Group by a column and ignore whitespace and special characters?-CodePudding

I am trying to find records in my database (SQL Server) that have values in common. I am grouping them and counting them as below:

select count(ItemNum) as RecordCount, Vendor, PartNumber 
from Products
where (RecordCount > 2)
group by Vendor, PartNumber
order by RecordCount desc, Vendor, PartNumber

I want the result table to have all existing combinations of Vendor and PartNumber and look like RecordCount, Vendor, PartNumber

This works great, but sometimes there are minor differences in the values and I want to group them together despite those differences. Specifically I want to ignore whitespace and non-alphanumeric characters.

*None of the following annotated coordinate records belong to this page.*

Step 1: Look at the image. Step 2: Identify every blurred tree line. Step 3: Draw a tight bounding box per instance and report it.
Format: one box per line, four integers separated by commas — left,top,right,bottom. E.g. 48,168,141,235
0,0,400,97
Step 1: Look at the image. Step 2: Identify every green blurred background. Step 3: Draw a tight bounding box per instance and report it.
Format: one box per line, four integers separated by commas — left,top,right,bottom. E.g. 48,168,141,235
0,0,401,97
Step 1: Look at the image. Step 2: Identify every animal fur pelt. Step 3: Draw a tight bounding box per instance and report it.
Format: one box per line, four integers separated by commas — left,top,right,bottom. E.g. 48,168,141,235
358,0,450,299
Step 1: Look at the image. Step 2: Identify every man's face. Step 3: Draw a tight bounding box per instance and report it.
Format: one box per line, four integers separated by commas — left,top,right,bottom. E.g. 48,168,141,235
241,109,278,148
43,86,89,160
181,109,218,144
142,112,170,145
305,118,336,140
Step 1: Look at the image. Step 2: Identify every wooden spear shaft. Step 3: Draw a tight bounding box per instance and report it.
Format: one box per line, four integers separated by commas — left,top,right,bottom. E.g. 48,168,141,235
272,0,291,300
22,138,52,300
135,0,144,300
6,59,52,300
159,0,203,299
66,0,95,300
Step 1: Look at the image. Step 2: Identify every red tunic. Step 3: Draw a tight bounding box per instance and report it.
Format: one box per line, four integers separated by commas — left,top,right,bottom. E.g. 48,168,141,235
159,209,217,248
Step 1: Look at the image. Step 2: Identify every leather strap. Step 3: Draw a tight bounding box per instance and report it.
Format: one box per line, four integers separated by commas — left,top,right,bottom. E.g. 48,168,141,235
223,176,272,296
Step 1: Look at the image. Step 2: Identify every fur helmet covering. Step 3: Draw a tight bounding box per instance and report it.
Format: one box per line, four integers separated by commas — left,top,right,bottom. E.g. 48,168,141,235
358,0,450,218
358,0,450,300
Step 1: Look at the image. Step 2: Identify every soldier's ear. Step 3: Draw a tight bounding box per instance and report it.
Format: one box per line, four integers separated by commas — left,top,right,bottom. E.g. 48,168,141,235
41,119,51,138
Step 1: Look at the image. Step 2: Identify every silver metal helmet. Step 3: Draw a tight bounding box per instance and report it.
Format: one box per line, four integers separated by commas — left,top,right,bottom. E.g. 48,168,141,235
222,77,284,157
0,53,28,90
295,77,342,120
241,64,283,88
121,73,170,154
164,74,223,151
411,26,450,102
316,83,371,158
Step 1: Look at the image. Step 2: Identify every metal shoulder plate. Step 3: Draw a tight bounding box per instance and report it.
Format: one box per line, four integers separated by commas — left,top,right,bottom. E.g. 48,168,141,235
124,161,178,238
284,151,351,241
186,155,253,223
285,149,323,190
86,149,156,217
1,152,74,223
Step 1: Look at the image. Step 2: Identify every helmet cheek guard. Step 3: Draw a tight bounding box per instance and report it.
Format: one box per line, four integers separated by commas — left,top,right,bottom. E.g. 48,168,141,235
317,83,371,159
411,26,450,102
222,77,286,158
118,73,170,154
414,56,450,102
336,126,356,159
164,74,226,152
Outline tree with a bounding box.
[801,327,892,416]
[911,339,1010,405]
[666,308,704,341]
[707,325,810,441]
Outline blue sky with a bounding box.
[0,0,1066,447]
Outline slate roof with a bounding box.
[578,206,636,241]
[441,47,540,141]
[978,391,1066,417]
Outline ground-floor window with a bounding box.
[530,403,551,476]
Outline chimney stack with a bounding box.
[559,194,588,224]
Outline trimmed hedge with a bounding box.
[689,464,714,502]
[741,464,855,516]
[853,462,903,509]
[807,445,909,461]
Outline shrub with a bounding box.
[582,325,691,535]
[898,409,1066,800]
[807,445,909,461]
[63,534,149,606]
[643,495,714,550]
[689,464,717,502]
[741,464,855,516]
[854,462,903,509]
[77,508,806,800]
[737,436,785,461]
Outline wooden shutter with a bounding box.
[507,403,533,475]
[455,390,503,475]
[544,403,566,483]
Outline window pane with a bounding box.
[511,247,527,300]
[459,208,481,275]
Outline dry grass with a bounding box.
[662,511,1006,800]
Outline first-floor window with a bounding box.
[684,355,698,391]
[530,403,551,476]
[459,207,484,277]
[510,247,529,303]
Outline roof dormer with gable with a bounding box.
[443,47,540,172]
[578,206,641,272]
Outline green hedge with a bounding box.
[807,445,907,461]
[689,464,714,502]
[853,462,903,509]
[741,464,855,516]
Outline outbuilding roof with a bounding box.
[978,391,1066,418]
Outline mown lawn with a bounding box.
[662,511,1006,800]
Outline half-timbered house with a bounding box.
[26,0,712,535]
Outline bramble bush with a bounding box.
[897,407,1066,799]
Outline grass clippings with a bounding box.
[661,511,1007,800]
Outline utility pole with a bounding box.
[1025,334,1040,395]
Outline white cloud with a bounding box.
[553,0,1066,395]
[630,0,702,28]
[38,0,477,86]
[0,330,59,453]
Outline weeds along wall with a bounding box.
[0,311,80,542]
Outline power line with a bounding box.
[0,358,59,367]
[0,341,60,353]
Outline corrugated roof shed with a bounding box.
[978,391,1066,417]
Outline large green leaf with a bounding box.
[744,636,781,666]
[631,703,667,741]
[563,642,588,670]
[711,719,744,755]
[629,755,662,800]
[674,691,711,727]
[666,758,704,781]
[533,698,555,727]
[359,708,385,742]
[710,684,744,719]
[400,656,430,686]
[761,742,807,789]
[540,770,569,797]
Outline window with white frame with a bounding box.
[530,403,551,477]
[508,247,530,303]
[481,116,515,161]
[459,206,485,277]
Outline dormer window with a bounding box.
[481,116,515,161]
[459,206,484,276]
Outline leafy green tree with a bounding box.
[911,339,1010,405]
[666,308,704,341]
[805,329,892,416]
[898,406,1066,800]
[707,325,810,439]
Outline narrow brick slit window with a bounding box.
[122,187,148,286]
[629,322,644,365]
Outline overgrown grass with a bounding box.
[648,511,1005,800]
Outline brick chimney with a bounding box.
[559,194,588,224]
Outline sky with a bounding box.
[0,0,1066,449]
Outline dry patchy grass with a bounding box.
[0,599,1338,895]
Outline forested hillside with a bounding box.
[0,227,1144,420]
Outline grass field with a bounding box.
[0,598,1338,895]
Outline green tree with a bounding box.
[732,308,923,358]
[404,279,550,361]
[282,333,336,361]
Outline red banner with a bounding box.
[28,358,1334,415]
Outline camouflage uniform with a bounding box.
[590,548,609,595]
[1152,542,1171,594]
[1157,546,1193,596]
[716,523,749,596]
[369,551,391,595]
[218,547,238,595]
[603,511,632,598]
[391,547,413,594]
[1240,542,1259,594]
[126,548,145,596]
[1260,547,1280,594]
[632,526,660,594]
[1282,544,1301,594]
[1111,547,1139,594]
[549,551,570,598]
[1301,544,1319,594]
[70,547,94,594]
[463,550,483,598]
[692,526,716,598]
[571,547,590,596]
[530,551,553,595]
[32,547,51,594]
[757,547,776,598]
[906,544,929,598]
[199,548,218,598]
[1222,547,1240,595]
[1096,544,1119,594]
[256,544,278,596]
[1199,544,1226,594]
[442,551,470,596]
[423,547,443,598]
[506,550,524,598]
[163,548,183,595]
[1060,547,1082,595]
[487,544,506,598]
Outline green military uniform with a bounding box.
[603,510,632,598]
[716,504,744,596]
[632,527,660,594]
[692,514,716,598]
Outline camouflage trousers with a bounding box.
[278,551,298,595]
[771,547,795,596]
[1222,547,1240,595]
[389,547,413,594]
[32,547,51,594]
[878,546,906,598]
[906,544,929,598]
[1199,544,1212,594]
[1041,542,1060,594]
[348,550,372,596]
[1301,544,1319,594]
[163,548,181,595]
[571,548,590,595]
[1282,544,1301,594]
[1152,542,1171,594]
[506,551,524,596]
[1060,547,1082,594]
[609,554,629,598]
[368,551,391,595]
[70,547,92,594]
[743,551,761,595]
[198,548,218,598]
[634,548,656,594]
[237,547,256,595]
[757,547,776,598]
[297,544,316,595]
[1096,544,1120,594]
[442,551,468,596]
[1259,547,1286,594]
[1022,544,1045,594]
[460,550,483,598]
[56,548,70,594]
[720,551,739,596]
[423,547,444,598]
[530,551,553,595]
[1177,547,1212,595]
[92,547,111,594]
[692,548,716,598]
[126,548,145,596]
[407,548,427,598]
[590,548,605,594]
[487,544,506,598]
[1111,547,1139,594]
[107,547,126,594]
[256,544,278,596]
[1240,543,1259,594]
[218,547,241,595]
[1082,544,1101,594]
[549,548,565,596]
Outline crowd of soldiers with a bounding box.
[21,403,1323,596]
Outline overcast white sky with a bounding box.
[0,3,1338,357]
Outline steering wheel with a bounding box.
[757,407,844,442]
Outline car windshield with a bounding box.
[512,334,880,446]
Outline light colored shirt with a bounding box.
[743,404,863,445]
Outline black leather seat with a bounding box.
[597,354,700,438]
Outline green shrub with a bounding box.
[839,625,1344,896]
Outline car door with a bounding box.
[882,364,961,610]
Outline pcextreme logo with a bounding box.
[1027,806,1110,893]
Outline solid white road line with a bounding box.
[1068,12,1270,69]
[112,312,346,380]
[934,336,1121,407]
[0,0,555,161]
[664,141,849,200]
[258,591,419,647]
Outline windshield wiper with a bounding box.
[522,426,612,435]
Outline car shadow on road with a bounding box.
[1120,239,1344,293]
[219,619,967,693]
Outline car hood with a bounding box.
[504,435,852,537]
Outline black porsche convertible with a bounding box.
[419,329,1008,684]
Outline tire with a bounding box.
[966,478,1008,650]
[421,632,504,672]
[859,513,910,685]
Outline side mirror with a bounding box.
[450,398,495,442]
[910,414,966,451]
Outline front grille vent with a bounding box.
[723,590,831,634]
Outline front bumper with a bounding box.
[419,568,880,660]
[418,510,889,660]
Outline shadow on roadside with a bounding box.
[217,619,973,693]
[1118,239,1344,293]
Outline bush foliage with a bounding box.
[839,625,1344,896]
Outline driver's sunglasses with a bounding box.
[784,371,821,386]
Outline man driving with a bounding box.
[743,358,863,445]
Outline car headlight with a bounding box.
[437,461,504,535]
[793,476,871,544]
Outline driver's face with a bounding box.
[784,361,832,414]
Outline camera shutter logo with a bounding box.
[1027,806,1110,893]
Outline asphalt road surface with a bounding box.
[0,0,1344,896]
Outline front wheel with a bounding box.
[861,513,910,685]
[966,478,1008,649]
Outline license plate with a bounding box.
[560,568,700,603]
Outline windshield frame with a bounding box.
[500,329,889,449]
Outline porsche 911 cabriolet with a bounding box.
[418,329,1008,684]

For example, PartNumber = "p120" should match with "p1_20" and "p1 20".

How can I do this?

CodePudding user response：

Try to use string functions to remove whitespaces. Here is list below:

LTRIM RTRIM REPLACE

These functions will remove / replace extra chars. For example:

-- PartNumber = " 120_1 "
SELECT REPLACE(LTRIM(RTRIM(PartNumber)), '_', '') FROM Products
-- PartNumber = "1201"

I created a table with test data:

INSERT INTO Products (ItemNum, Vendor, PartNumber) VALUES (25, 'VendorName', '1025');
INSERT INTO Products (ItemNum, Vendor, PartNumber) VALUES (14, 'VendorName', '1_ 025');
INSERT INTO Products (ItemNum, Vendor, PartNumber) VALUES (25, 'VendorName', '102 5');
INSERT INTO Products (ItemNum, Vendor, PartNumber) VALUES (25, 'VendorName', '102_5');
INSERT INTO Products (ItemNum, Vendor, PartNumber) VALUES (25, 'VendorName', ' 1025 ');
INSERT INTO Products (ItemNum, Vendor, PartNumber) VALUES (25, 'VendorName', '102 5');
INSERT INTO Products (ItemNum, Vendor, PartNumber) VALUES (223, 'OtherVendorName', '    9_02');
INSERT INTO Products (ItemNum, Vendor, PartNumber) VALUES (102, 'OtherVendorName', '902');
INSERT INTO Products (ItemNum, Vendor, PartNumber) VALUES (255, 'OtherVendorName', '  902 ');
INSERT INTO Products (ItemNum, Vendor, PartNumber) VALUES (31, 'OtherVendorName', '902_');
INSERT INTO Products (ItemNum, Vendor, PartNumber) VALUES (33, 'OtherVendorName', '9 02');
INSERT INTO Products (ItemNum, Vendor, PartNumber) VALUES (55, 'OtherVendorName', '  902  ');

Complete query with data from the previous code block.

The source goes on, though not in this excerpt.